DeepSeek Pricing & API Costs: Complete Guide (2026)
DeepSeek is the cheapest serious AI lab in the world (as of May 2026). The flagship DeepSeek V4-Flash API costs $0.14 per million input tokens and $0.28 per million output tokens as of May 2026 -- roughly 35 to 100 times cheaper than GPT-5.5 or Claude Opus 4.7 at equivalent context lengths.

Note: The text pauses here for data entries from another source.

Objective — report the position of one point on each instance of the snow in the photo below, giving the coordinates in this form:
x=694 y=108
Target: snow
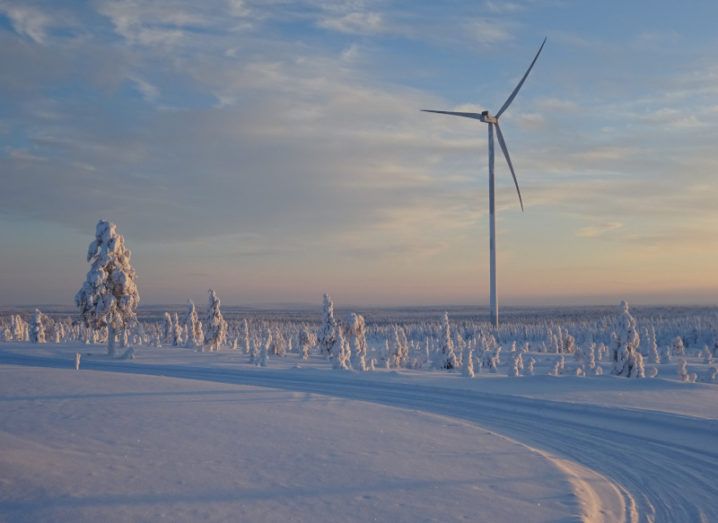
x=104 y=446
x=313 y=444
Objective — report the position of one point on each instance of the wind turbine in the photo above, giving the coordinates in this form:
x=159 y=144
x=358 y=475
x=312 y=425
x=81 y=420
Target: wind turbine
x=493 y=121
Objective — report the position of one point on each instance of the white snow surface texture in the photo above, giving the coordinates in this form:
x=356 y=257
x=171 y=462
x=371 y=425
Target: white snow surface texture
x=187 y=436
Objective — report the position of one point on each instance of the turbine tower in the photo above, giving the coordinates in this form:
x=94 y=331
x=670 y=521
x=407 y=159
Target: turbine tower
x=493 y=121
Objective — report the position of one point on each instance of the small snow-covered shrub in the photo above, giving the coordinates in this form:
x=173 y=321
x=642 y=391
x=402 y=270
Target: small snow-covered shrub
x=37 y=329
x=108 y=297
x=327 y=334
x=216 y=327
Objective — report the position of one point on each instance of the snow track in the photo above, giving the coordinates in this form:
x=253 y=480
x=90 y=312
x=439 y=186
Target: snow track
x=631 y=465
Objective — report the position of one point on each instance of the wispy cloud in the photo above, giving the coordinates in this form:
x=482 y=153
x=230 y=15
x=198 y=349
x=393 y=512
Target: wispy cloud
x=355 y=23
x=28 y=20
x=595 y=231
x=488 y=32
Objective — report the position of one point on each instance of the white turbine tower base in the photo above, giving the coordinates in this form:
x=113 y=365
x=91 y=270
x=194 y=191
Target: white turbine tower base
x=493 y=121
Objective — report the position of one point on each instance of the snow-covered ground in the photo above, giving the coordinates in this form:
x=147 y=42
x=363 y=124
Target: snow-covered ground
x=197 y=436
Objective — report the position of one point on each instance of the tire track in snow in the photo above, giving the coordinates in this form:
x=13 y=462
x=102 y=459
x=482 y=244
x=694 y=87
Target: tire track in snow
x=664 y=464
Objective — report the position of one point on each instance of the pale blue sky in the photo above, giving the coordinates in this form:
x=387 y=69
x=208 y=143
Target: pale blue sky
x=274 y=149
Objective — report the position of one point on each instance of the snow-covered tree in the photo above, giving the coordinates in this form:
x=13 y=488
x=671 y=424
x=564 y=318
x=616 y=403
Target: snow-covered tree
x=558 y=366
x=177 y=331
x=306 y=342
x=468 y=362
x=37 y=329
x=327 y=334
x=245 y=336
x=356 y=332
x=266 y=347
x=531 y=366
x=707 y=355
x=109 y=296
x=653 y=354
x=216 y=328
x=340 y=352
x=517 y=364
x=627 y=360
x=682 y=371
x=679 y=348
x=167 y=329
x=279 y=343
x=195 y=334
x=445 y=358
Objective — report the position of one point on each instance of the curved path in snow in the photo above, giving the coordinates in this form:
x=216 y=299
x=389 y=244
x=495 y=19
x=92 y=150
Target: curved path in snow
x=647 y=465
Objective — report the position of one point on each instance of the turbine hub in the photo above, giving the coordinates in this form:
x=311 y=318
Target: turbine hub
x=486 y=117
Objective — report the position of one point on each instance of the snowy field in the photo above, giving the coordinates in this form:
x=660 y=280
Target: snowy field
x=182 y=435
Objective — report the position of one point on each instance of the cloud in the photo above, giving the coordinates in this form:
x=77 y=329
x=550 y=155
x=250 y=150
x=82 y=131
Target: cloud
x=488 y=32
x=595 y=231
x=354 y=23
x=27 y=20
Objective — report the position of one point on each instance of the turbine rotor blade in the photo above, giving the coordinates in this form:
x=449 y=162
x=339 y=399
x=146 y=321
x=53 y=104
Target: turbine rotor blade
x=475 y=116
x=516 y=90
x=502 y=143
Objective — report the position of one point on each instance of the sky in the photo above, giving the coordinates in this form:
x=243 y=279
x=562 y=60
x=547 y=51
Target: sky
x=274 y=150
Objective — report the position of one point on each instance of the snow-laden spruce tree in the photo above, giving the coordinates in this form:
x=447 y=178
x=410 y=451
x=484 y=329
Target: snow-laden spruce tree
x=216 y=328
x=627 y=360
x=468 y=362
x=177 y=331
x=327 y=334
x=195 y=334
x=679 y=349
x=20 y=328
x=356 y=332
x=37 y=328
x=653 y=353
x=517 y=365
x=340 y=352
x=445 y=357
x=245 y=336
x=167 y=329
x=109 y=296
x=306 y=341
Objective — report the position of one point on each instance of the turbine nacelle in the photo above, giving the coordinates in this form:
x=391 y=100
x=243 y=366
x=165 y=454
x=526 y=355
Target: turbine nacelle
x=487 y=118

This guide breaks down every layer of DeepSeek pricing: the free consumer tier, the pay-per-token API rates for each model, what self-hosting actually costs in hardware, and how DeepSeek stacks up against OpenAI, Anthropic, and Google on price. For background on what DeepSeek is and how it works, start with our What Is DeepSeek? breakdown.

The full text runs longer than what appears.